The Dark Energy Survey is releasing to the public a massive collection of astronomical data and calibrated images collected over six years of scanning the southern skies. The release, which includes images of nearly 700 million astronomical objects, is one of the largest astronomical catalogs issued to date.
The Dark Energy Survey, or DES, was an international collaboration led by UChicago-affiliated Fermi National Accelerator Laboratory, which spent more than half a decade collecting and analyzing data from the sky. The project covered 5,000 square degrees of the southern sky (one-eighth of the entire sky) and spanning billions of light-years, with the ultimate goal of understanding the accelerating expansion of the universe and the phenomenon called “dark energy” thought to be responsible for this expansion.
The new catalog, called DR2, was released by a collaboration including Fermilab, the University of Illinois at Champaign-Urbana’s National Center for Supercomputing Applications, and the National Science Foundation’s NOIRLab, during a session held Jan. 14 at the 237th Meeting of the American Astronomical Society.

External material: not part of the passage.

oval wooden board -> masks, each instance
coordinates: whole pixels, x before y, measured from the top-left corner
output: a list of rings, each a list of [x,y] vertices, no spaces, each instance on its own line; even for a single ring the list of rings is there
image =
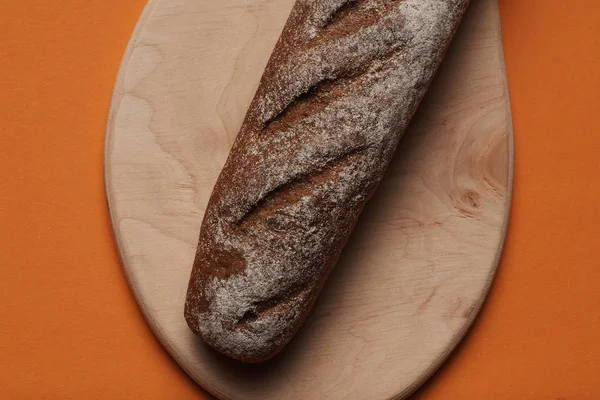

“This is a momentous milestone. For six years, the Dark Energy Survey collaboration took pictures of distant celestial objects in the night sky. Now, after carefully checking the quality and calibration of the images captured by the Dark Energy Camera, we are releasing this second batch of data to the public,” said Dark Energy Survey director Rich Kron, Prof. Emeritus of Astronomy & Astrophysics at the University of Chicago and Fermilab scientist. “We invite professional and amateur scientists alike to dig into what we consider a rich mine of gems waiting to be discovered.”
DR2 is the second data release in the survey’s seven-year history, building on the 400 million objects cataloged with the survey’s prior data release and improving on it by refining calibration techniques. Paired with the deeper combined images, DR2 includes improved estimates of the amount and distribution of matter in the universe.
Astronomical researchers around the world can access these unprecedented data and mine them to make new discoveries about the universe, complementary to the studies being carried out by the Dark Energy Survey collaboration. The full data release is online and available to the public to explore.
Cosmic controversies
The Dark Energy Survey was designed to map hundreds of millions of galaxies and to discover thousands of supernovae in order to measure the history of cosmic expansion and the growth of large-scale structure in the universe, both of which reflect the nature and amount of dark energy in the universe. The primary tool in collecting these images, the Dark Energy Camera, is mounted to the Víctor M. Blanco 4-meter Telescope, part of the Cerro Tololo Inter-American Observatory in the Chilean Andes, part of National Science Foundation’s NOIRLab.